Je vous ai rencontrée une nuit sur ce quai de gare. Vous étiez surprise que je sois là, à attendre, à voir ces portes entrebâillées. Souvenez-vous, chère Angèle, de notre rencontre ?
Du plus loin que je me souvienne vous étiez présente et je n'ai pu vous oublier et parfois je reviens là, sur ce quai de gare pour voir les portes qui se sont ouvertes. Vous êtes encore là, à m'attendre dans la nuit comme si vous vous disiez qu'il fallait revenir là, pour cette rencontre, pour ce visage qui ne pleure plus, qui n'attend plus ou si peu, qui est entrée par les portes entrebâillées.
Chère Angèle, nous avons cherché la compréhension et quand nous avons su que la compréhension était amour en soi, les portes se sont ouvertes et nous n'avons plus attendu. Nous avons flirté avec l'amour, l'amour infini en soi, avec l'au-delà.
Du plus loin que vont nos nuits, que sera la nuit, vous serez là et j'aurai le plaisir à vous lire, à vous écouter.
Croyez en mon espoir.
Clém.
Rédigé par : clem | 22 juillet 2006 à 13:41
Bien chère Clem,
Vous le savez comme moi, ma chère Clem, c’est toujours sur les quais de gare que se font les vraies rencontres. Et c’est sur ces mêmes quais que se prononcent les adieux ! C’est sans doute un peu pour cela que j’appréhende ces lieux transitoires, ces seuils qui nous agrippent à leur suspens, mais aussi parce que l’on ne croise et décroise que gens pressés qui n’ont de regard pour personne. Il est vrai que pour nous deux, ma chère Clem, il en fut tout autrement. C’est pourquoi votre lettre me bouleverse. Elle ranime le sentiment étrange de cette nuit-là, où les portes entrebâillées livraient passage à une silhouette incertaine, la vôtre. Il me semble me souvenir que vous reveniez en effet de très loin, d’un voyage en apnée qui vous avait laissée en bout de solitude, au bout de l’épuisement. C’est du moins la réflexion que je me suis faite en posant le regard, mon regard, sur vous. Je me souviens de votre désarroi, inscrit dans la lumière de votre regard. Et de l’émotion que j’en ressentis en le croisant. Il me semble me souvenir aussi, que par un effet de simultanéité, je me suis dit que vous veniez de manquer le train suivant, dont j’ignore où vous aviez imaginé qu’il vous conduirait. Peut-être vers des cieux plus cléments, plus généreux. C’est du moins ce que j’ai instantanément espéré pour vous.

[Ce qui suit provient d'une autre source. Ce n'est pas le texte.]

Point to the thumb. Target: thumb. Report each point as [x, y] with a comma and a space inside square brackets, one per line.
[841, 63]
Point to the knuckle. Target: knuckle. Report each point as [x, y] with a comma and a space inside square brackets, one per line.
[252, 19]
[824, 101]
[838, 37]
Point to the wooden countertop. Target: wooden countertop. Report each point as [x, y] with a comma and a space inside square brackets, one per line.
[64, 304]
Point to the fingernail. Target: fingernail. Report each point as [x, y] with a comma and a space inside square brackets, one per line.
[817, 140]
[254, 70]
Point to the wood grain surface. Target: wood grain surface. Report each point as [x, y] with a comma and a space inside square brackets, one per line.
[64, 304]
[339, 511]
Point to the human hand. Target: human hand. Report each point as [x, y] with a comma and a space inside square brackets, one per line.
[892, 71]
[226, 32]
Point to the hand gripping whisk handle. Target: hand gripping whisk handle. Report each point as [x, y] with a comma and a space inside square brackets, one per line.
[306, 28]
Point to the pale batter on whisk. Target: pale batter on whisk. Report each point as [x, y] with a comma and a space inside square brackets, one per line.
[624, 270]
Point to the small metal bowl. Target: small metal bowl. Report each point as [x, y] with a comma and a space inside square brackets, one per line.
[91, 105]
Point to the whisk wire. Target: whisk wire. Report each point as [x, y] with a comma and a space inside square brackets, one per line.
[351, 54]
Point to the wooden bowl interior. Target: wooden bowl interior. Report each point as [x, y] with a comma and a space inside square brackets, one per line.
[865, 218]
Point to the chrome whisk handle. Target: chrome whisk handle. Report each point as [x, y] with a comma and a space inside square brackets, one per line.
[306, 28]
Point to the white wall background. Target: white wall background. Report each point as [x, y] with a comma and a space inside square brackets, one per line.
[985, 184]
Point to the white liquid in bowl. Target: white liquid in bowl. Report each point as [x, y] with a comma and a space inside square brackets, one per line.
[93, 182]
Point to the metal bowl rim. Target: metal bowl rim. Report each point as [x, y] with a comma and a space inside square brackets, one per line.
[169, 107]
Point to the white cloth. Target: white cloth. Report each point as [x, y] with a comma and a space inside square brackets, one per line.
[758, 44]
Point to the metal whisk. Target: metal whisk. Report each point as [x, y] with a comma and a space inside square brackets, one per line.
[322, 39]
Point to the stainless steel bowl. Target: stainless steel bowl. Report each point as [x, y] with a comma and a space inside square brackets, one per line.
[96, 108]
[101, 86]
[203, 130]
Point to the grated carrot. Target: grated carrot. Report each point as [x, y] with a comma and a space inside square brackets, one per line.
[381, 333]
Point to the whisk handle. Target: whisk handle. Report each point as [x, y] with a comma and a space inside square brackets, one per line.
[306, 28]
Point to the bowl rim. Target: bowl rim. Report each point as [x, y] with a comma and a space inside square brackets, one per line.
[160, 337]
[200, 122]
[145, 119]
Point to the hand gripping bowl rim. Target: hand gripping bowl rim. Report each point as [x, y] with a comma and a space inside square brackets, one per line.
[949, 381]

Vous me dites que j’attendais, moi aussi, quelque chose, quelqu’un. Un visage qui me reconnaisse dans la nuit. Un visage ami pour qui la compréhension et l’amour fusionneraient dans une seule et même dimension. « Du plus loin que vont nos nuits », je crois pouvoir dire que ce visage existe. Et que je l’ai rencontré.